AMBER16 was used for solvation, molecular dynamics simulation, and trajectory analysis. During the simulation, the SHAKE method was used to constrain the expansion and contraction of the chemical bond connected to the hydrogen atom, the simulation integration step was set to 2 fs, and the PME method was used to calculate the long-range electrostatic interaction, and the periodic boundary conditions (PBC) were used to eliminate the edge effect of the solvent box. The following protocols were implemented for each system: (1) The limiting potential of the proteins, ligands, and counter ions were all restricted by a force constant of 200 kcal/mol Ų, and the energy of the solvent water molecules was minimised to make the water molecules reach a relaxed state; (2) the restriction potential for the proteins and ligands were both constrained by a force constant of 300 kcal/mol Ų, which further minimised the energy of the system; (3) the restriction potential of the protein backbone was restricted by a force constant of 20 kcal/mol Ų, and only the side chain was allowed to relax and minimise the energy; (4) Restrictions were not imposed on the entire system and the energy was minimised. The NPT ensemble (Isotherm and Isobaric) to heat from 10 to 300 K with constant volume during 100 ps to ensure that the system reached equilibrium. Finally, with constant temperature and pressure, an unconstrained molecular dynamics simulation of 50 ns was performed. The MMGBSA and residue-free energy decomposition calculations were made based on the generated trajectory. The whole simulation process used CUDA8.0 software to support the GPU acceleration work^31,32.
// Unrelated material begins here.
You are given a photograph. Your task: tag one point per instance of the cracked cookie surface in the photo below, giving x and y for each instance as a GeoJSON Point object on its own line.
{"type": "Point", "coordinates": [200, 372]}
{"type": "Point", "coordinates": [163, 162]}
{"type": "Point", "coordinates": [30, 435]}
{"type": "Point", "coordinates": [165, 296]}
4.2.5. Metal binding studies

The metal chelation property was studied by Shimadzu UV-2450 spectrophotometer using CuCl₂, ZnCl₂, FeSO₄, and AlCl₃ at 200–600 nm. Moreover, stoichiometry was investigated by titrating the solution of derivatives with increasing CuCl₂. The procedure referenced our previous work^29,30.

4.2.6. Antioxidant activity assay

The ORAC-FL assay was employed to determine the antioxidant potency and referenced our previous work^29,30.

4.2.7. Effect of test compounds on self-induced Aβ_1–42 aggregation assay

The inhibition and disaggregation experiments towards self- and Cu²⁺-mediated Aβ_1–42 aggregation were performed using ThT fluorescence assay. The detailed procedure is described in the previous work^25,29,30.

4.2.8. Inhibition of monoamine oxidase

The recombinant huMAO-A and huMAO-B were obtained from Sigma–Aldrich. All enzymatic reactions were quantified on a Varioskan Flash Multimode Reader (PerkinElmer) and the detailed experiments referenced our previous work^23,24.

Author contributions

Zhipei Sang, Yong Deng, and Li Zhang originated the concept and design. Zhipei Sang was responsible for synthesis, evaluation of in vitro, data analysis, and wrote the manuscript. Qing Song and Zhongcheng Cao were responsible for the synthesis of target compounds and evaluation in vitro.

Disclosure statement

No potential conflict of interest was reported by the author(s).

Additional information

Funding

This work was supported by funding from the Key Scientific Research Project of Colleges and Universities in Henan Province (No. 20A350006) and the Special Project of Nanyang Normal University (SYKF2020032, 2020QN036, and 2020QN045).